Finola grinned. “I’d say it was me who found the Goddess. I never got pregnant after that first time, and my man, Ulf, wanted a son. In between fights, I spent so many days at the shrine that I came to realize there were rites held down below, with women who didn’t arrive through our gates. Atilia, the priestess there, spotted me one day when I crept into the cavern below to have a look, but when I swore by my Lady Eriu not to tell, she let me stay and even gave me some meat from the sow. Little by little, I learned about Romalia. It reminds me of home, where a woman can rule, at least if she’s born to it, and I like the cool of the tunnels. I never got used to the heat in Roma.”
This put me more in charity with her. “So you don’t miss being upside?”
She looked away for a moment. “I miss my man Ulf. He was a ride, that one. His people came from a tribe in the Province and he was huge, with yellow curly hair.”
“But you wouldn’t go back to a man who hit you,” I suggested.
Finola shrugged again. “Last time I went upside, he was gone.”
Arntha returned, looking grim. “We found the intruder,” she said. “He managed to get up and move, but only a few feet. The kind of wound he had cannot be healed. We have ended his misery. He’s on his way to the Great Sewer now, along with his stolen goods. We’ll need to clear out of this area, in case anyone figures out where he went and comes looking for him.”
In only a couple of hours, the intruder’s blood was swabbed away and the entire community in that part of Second Region, about twenty women, had moved themselves and most of their belongings out of the way.

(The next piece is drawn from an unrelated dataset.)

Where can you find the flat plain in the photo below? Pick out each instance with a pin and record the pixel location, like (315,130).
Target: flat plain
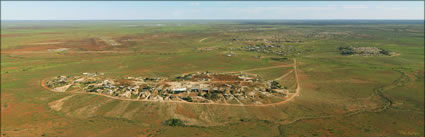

If anyone followed the thief down the well shaft and entered the tunnels, they would find little but stone, air and darkness.
Copyright 2020 by Linnet Moss
Historical note: For Caesar fans, it may be uncomfortable to realize that he likely had non-consensual sex with many slaves and war captives. A Latinist colleague of mine remarked that everyone in Western Europe probably has some of Caesar’s DNA, because he had so many women in Gaul. That conjecture doesn’t take account of Caesar’s apparent low fertility, or his marked preference for free women–especially married women. Caesar’s soldiers boasted of his erotic conquests, but not over captives. Instead, they sang, “Men of Rome, lock up your wives; home we bring our bald adulterer!”
Just wanted to quickly say here that I am still reading along even though I don’t comment every day. In fact, in the time of coronavirus, it has become my morning ritual to have a cup of tea in bed (courtesy of husband) and read the latest instalment of Lucia while drinking it. Thank you for helping me start the way with your daily instalments!
I’m so glad you’re enjoying it! And I hope your supply of tea holds out 🥰🥰🥰
The tea stash is dwindling at an alarming rate. But maybe now is the opportunity to replenish it with some super exclusive specialty teas…
Yes! I hope there is not a worldwide tea shortage, as people stay home and drink more hot comforting beverages…
That would be a tragedy!
I’m warming to Finola already!
She is an interesting character! Her name is based on the common Irish name Finuala. I Latinized it.